To test the hypothesis that this is somehow related to metal, I forced the builds to run on CPU using
--- a/tinygrad/device.py
+++ b/tinygrad/device.py
@@ -11,7 +11,7 @@ from tinygrad.renderer import Renderer
# **************** Device ****************
-ALL_DEVICES = ["METAL", "AMD", "NV", "CUDA", "QCOM", "CL", "CPU", "DSP", "WEBGPU"]

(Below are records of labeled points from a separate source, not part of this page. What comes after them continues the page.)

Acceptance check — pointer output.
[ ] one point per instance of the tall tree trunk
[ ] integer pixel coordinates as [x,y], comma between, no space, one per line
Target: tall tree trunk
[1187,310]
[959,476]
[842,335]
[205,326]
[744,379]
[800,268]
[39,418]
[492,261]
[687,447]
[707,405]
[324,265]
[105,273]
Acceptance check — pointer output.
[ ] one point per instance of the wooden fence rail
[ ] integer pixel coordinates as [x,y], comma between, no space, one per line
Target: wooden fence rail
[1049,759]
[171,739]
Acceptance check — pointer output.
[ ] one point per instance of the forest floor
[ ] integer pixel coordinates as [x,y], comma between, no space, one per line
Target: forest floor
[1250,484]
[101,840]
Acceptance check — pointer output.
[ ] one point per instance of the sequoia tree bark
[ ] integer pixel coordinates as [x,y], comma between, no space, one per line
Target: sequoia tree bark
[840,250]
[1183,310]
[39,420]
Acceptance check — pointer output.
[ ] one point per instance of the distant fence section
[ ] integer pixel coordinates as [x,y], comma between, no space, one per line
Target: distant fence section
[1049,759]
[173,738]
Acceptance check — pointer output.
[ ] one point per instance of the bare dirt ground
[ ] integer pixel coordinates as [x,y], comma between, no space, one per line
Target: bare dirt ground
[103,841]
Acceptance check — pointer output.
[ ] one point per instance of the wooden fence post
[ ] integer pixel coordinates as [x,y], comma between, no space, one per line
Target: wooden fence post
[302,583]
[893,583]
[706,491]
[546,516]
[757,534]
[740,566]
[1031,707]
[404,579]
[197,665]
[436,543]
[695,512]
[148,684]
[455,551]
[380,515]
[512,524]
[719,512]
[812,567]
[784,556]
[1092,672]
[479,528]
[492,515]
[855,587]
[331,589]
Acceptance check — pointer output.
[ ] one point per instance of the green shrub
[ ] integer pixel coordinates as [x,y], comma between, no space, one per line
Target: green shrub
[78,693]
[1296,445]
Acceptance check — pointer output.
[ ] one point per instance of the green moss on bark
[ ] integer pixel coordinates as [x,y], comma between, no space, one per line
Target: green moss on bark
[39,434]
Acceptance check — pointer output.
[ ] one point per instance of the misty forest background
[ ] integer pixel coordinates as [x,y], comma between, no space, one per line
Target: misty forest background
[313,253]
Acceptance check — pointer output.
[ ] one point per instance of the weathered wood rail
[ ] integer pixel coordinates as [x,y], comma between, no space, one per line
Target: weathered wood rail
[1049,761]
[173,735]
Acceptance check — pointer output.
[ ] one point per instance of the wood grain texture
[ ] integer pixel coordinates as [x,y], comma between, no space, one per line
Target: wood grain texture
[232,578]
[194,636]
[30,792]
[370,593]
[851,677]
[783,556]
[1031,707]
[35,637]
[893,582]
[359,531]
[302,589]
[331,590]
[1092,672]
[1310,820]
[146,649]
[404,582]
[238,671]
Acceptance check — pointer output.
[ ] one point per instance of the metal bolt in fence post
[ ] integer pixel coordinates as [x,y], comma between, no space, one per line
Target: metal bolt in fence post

+ALL_DEVICES = ["CPU", "DSP", "WEBGPU"]
class _Device:
def __init__(self) -> None:
self._devices = [x.stem[len("ops_"):].upper() for x in (pathlib.Path(__file__).parent/"runtime").iterdir() if x.stem.startswith("ops_")]With that patch (on top of the others), the test suite continues to pass almost2 unchanged, and the accuracy in beautiful_mnist.py converges again.
│ 0%| | 0/25 [00:00<?, ?it/s]
│ loss: 2.54 test_accuracy: 25.89%: 4%|▎ | 1/25 [00:17<06:52, 0.06it/s]
│ loss: 1.55 test_accuracy: 25.96%: 8%|▋ | 2/25 [00:27<05:18, 0.07it/s]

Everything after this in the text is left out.